3 thoughts on “The Abortion Alter: Pro-Life Attitudes Towards Clinics Throughout the Years

  1. Calling clinics, “symbolic sites of controversy” is both an interesting and accurate take in my opinion. The use of clinics by pro-life advocates and protesters as sites to engage in conversation with those they believe are actively engaging in the problem will not spread their message far, but it will create controversy in person with those they believe are doing something inherently wrong. It makes me question the true intentions of those who engage in protesting outside clinics. If the point was to create real and lasting change, would they not go to their legislators or try to find a larger audience? It seems as if the point of going to clinics is to cause conflict and invoke emotions in those they believe are “sinning” or engaging in an obscene act (abortion). I am curious to see how these protestors will fit into the memories surrounding the abortion debate or if their participation will be forgotten with time.

  2. The progression of anti-abortion protests in front of clinics certainly holds a place in public memory, as these forms of objection often incite media attention and are frequently portrayed in TV shows and films. The quintessential image of protestors holding signs and shouting insults and demoralizing people entering abortion clinics is certainly widespread. I liked the insertion of the examples of Chapel Hill’s own experience with such protest. I think that you are right about the location of the quad anti-abortion movement was quite controversial, but it makes it more memorable, no? I think that it was strategic in that it reached a much larger audience. It haunted all students that happened to pass it by, not just the women who actually go to clinics. Those people knew that they would be more unforgettable with their intensely graphic images and conspicuous appearance in the quad. By appealing to people’s emotions, they made themselves more notable, and ultimately, that is what these protests have in common historically.
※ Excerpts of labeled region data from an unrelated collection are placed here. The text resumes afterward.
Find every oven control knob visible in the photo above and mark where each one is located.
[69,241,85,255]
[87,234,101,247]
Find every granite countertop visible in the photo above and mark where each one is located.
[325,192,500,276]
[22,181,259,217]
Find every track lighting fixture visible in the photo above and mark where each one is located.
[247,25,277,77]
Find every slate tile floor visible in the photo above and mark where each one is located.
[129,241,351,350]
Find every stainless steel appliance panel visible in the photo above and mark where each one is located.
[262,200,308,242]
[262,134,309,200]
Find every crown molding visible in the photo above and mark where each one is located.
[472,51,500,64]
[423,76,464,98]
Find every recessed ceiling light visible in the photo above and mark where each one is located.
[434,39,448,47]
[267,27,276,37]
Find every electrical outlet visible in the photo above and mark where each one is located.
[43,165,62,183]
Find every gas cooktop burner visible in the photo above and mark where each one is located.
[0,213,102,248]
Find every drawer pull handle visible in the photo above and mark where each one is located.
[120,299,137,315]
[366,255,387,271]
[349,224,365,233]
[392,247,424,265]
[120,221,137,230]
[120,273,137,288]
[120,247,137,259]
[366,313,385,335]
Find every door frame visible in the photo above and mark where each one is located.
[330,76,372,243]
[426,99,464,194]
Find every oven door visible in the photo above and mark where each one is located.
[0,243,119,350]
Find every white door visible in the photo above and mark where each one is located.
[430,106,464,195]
  3. This was a very interesting article that was very informative. The Gideon Project is something that I have never heard about before reading this project. There is a lot of detail in the research. Seeing what was done under the title of the Gideon Project is kind of sad for them to violently attack a group because their views are different. Seeing the change in the name impacts the collective memory of what the name was originally used for. The fact that it was difficult to find research can show how memory can be forgotten over time.